A Marine Commander's Comments on Preparation of Marines for Combat in Iraq

Colonel George Bristol, USMC

With regard to the training aspect, I subscribe to the following:

1) Simple is what killing is, whether with a spear or a JDAM. The act itself is simple. We have been stacking them up like cordwood over here no problem.

2) The training we did prior to coming over was simple - hardness, simple drills to get into firing position, simple escalation of force parameters. Nothing higher than that. Now at Division level and above, the planning, ROE, complexity of synchronization, and bringing in all aspects of foreign policy gets complex - but the killing time remains simple, and we do everything we can to keep it that way. We don't brief the trigger pullers on all the complexities - we keep them at that cutting edge.

3) I know that EVERY Marine knows how to do sight alignment and sight picture (clear tip of the front sight post in a fuzzy "bullseye"). That is why we are the world's best all-purpose marksmen. Weapons handling remains simple ("never be more than three feet from your weapon"; "keep that weapon functionally clean"; "complacency kills" - these are all sayings that ALL Marines over here know by heart). I see Marines all the time working with that weapon; it is great to see. In firefights, I truly cannot tell the difference between a Marine who has been in 50 fights or 5 - and I have looked while it is happening. They keep it simple.

4) Fitness over here is simple. Rear area guys are still on the weight schedule (all the body beautiful stuff). Most Marines with a real job go back to some basic calisthenics and a little running - simple stuff. You get accustomed to the weight of the plates and the body armor. You get used to being tired. You get used to not showering every day. You eat what is put in front of you. You are fighting fit. You don't look like Arnold, but you fight like hell.

5) Mentally, you adjust to danger. I watch a lot of my "kids" (18-21) and they mature to the harshness, the reality and the danger of everyday life here. Sleep is more important than being afraid. So is food. They adjust. We have lost some great Marines over here, and very few died afraid. I lost one right next to me a month or so ago - he was still firing when he took one through the neck (he died almost instantly). The simple will to survive and the simplicity of life in a combat zone strips away all the choices. There is a part of me that wants to stay here, because I am so tuned in. I KNOW THAT I KNOW - it is that simple. I know that I can feel when someone is watching me when I am out in towns, I know where my weapon is and hope I will react, I can tell when they are up to something - I am tuned in. I saw insurgents running away the other day, maybe 500 yards from me. When I got there, I went right to their tracks - and found them easily. You just tune in.
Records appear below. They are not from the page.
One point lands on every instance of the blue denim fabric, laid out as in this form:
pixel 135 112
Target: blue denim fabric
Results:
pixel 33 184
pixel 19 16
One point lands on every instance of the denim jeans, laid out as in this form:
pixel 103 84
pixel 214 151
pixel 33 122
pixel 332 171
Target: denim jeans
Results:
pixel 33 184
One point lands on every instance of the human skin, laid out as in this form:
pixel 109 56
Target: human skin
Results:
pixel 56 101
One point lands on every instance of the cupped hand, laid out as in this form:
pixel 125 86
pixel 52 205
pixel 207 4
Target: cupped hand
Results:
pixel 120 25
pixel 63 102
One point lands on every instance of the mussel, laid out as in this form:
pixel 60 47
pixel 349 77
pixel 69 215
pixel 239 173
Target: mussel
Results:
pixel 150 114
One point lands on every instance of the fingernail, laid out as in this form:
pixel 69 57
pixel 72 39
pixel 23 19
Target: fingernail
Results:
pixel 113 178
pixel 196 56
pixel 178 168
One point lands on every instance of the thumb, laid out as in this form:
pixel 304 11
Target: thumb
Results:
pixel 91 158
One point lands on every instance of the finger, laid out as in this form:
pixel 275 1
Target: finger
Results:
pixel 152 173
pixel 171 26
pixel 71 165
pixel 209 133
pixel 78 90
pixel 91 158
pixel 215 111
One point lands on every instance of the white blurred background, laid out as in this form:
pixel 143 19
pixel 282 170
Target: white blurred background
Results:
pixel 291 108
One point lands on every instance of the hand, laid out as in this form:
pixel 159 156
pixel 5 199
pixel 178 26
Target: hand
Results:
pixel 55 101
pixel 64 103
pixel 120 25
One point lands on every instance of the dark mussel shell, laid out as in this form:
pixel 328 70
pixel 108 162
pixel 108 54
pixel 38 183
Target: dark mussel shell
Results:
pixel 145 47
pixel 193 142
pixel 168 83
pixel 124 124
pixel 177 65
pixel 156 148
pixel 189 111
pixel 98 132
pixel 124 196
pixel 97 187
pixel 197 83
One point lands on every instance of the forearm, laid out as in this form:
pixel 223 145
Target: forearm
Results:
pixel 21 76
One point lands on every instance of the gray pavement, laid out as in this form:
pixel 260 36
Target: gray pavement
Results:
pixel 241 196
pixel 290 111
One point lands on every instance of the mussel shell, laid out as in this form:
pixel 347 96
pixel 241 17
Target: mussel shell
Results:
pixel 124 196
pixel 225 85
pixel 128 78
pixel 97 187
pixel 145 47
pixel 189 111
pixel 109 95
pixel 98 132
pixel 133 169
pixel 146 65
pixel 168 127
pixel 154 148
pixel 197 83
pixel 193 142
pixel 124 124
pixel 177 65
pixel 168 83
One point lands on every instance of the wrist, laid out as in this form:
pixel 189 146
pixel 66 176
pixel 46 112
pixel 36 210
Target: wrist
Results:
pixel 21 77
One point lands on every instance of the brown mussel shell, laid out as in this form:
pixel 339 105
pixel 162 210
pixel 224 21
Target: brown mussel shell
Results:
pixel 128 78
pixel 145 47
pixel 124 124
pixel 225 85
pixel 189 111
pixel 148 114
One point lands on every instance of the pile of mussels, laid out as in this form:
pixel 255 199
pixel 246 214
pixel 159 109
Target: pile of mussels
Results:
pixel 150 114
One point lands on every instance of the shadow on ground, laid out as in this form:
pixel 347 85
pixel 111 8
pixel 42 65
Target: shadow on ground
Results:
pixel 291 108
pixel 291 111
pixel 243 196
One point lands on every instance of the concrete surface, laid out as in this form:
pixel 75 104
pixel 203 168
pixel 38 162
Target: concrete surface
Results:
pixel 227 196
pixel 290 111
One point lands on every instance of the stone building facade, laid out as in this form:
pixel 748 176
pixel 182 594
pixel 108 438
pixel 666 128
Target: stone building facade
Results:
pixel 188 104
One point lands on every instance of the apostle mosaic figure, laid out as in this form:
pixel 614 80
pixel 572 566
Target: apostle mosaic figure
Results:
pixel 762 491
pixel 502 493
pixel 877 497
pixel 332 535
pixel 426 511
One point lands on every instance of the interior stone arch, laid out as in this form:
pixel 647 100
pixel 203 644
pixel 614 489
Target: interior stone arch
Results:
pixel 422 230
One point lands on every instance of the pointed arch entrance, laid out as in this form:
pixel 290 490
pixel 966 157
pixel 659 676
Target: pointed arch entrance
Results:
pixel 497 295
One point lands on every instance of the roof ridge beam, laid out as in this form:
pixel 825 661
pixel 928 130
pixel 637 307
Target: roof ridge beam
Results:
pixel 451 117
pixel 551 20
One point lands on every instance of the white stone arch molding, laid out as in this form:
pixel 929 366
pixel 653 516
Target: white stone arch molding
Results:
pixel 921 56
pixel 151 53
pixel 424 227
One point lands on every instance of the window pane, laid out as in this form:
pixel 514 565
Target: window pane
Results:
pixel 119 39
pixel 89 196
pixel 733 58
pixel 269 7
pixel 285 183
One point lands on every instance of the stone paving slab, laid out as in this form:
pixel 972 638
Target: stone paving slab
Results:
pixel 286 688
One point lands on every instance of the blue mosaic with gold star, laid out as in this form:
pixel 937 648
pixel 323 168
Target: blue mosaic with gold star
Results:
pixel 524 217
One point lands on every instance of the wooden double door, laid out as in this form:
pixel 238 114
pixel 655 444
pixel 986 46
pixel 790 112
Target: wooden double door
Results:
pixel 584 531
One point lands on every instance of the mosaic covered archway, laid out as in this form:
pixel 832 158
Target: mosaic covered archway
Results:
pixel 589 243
Without making too much of it, I think heiho training - and you know I have said this in written form - closely resembles the kind of "deadly simplicity" that should be sought in any training. Not too much repetition; proper mindset; increasingly uncontrolled environment. The true realizations come in the form of the adversary (once the "my sword goes here, my feet go there" is put in context). You feel him - you know he wants to kill you - and you go through a "reaction-to-simultaneous action-to-(hopefully) pre-emptive action" methodology. That is what the training does. It is the best way.